One of the non-serious efforts was mine,
you can still download it from deco-cow.sourceforge.net,
but be warned: I won't do not any further development there.
However, if you like the idea, I'd be glad to make you a
project admin there.
In the deco-cow project I developed two algorithms
and an interface:
The interface allows hyphenation of single words - without
the context (sentence) to be known. This works well for most
languages, however I know in some languages for some words
hyphenation IS depending on the context.
The first algorithm allows word-breaking in reportlabs paragraphs.
The second algorithm is the hyphenation algorithm itself, it is
working by decomposition of composed words - this is where the
name deco-cow comes from.
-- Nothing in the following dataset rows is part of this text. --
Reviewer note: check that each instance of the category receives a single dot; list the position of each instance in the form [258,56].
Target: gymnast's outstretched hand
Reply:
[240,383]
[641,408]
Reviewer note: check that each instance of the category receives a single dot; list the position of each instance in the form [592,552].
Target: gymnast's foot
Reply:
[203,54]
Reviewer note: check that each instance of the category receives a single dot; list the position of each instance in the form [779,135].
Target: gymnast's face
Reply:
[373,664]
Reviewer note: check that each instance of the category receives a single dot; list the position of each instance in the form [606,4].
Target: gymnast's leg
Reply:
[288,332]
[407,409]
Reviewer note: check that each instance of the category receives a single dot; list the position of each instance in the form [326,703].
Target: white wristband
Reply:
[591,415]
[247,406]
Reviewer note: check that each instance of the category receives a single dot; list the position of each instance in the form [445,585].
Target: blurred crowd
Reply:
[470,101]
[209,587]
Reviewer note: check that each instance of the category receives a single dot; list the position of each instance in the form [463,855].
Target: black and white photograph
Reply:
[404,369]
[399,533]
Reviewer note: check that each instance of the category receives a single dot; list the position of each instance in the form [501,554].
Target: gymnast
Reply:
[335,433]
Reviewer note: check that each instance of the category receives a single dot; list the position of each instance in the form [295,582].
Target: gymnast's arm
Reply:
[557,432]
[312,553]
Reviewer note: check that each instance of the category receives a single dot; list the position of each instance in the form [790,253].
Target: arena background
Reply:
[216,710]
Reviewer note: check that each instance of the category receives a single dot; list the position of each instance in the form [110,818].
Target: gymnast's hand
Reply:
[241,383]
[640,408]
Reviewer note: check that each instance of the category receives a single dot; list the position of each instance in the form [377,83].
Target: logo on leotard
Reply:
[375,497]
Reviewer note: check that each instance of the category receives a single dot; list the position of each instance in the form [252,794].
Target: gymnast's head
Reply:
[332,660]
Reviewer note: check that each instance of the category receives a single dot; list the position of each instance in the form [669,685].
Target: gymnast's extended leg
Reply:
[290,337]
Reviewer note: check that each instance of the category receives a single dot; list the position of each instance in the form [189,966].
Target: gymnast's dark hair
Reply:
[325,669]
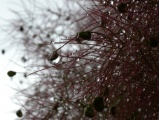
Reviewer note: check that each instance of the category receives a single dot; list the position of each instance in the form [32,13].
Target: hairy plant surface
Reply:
[107,70]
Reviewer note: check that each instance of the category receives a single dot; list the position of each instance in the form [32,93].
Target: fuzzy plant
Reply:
[107,70]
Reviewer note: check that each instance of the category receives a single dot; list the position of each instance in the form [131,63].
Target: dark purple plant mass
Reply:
[104,67]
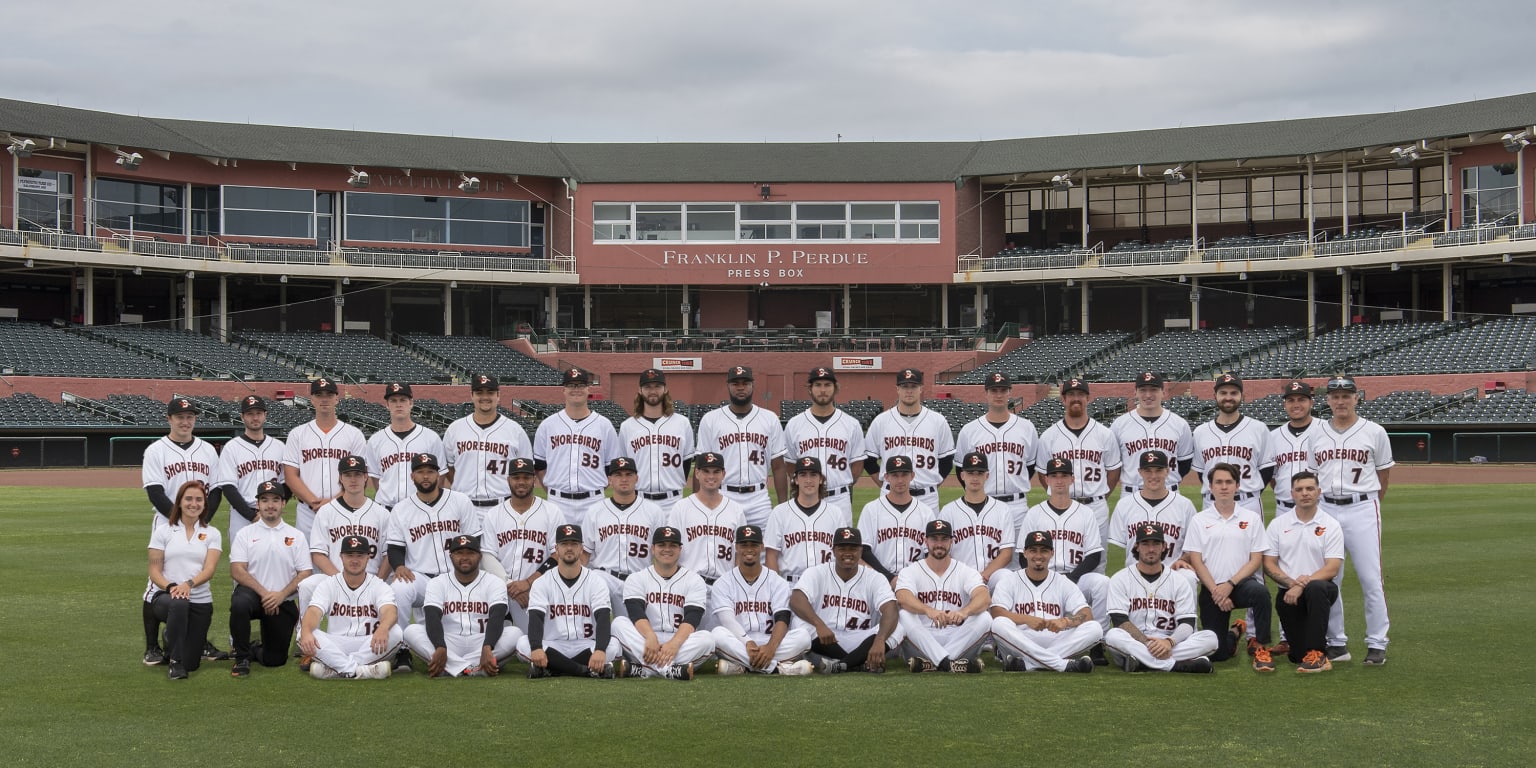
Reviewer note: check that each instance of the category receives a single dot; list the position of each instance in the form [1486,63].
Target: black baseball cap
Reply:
[463,542]
[974,461]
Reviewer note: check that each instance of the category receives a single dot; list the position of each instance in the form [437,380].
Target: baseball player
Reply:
[664,605]
[1089,446]
[314,450]
[1226,549]
[751,613]
[1352,460]
[943,609]
[1152,615]
[248,460]
[1075,547]
[708,523]
[1008,441]
[390,449]
[480,447]
[830,435]
[801,530]
[1149,426]
[171,463]
[619,532]
[420,529]
[850,609]
[1287,443]
[572,447]
[659,440]
[751,441]
[1234,438]
[983,529]
[570,618]
[893,524]
[352,513]
[1040,619]
[466,632]
[358,610]
[922,435]
[182,558]
[518,538]
[268,562]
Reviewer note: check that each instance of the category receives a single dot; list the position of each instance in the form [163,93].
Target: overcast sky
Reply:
[777,71]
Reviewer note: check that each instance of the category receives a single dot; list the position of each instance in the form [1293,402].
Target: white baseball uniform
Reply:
[317,453]
[658,447]
[1347,466]
[804,538]
[925,438]
[575,455]
[748,444]
[837,443]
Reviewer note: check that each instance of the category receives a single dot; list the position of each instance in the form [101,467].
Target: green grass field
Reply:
[1456,691]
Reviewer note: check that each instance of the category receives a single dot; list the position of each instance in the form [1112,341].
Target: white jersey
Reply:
[1155,605]
[845,605]
[619,541]
[1052,598]
[569,609]
[896,536]
[747,443]
[1246,446]
[754,604]
[1346,463]
[1009,452]
[1074,532]
[389,461]
[466,607]
[1172,516]
[837,443]
[575,452]
[979,536]
[521,541]
[804,539]
[925,438]
[1287,452]
[665,599]
[1224,544]
[347,612]
[480,455]
[424,529]
[1168,433]
[1094,453]
[317,456]
[1303,547]
[658,447]
[708,536]
[272,553]
[948,592]
[337,521]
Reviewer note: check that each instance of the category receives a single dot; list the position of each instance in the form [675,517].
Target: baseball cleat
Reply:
[1314,662]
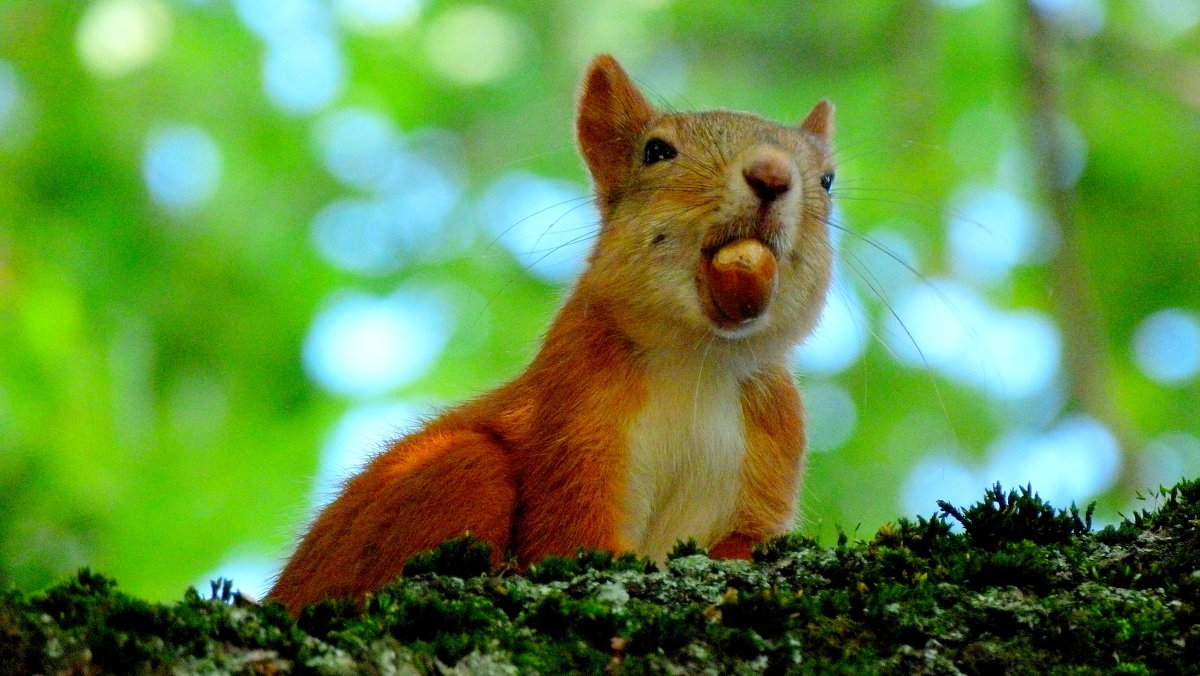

This approach is very useful for languages
like German where you compose words from simple words, like
"Silbentrennung" : Sil-be = syllable, Tren-nung = separation.
The algorithm only hyphenations those word it knows.
This reduces wrong hyphenations (I found a handful in Open Office and
LaTeX when the paragraph width is low with a real-world example text),
but on the other hand, it requires quite a big word basis of the
simple words.
This leads to two problems:
- I do not have the time (nor patience) to hack in a suitable amount
of the simple words.
- If I had a big list of simple words, it would require more memory
and (a little) more run-time.
- A lot of the german verbs are "weak" (it that the correct word?),
like the english verb "to go":
All these base words would have to be in the base word list:
"go", "went", "gone".
German:
"geh"(en), "ging", (ge)"gangen"
However, for special purposes the approach works quite well.
For example, the german words for chemicals are usually quite long,
i.e. the word for RNA: "Ribonukleinsäure" (Ri-bo=nuklein=säu-re).
So if you want to create a database report and you know most of the
long words will be fixed data from the database like those chemical
terms, then just put the simple words that make up the chemical terms
into the base word list.
The interface also allows using other hyphenation algorithms as well,
for example the one used in TeX. However, I found that one not
working stable with Python.
For further details give the project a look.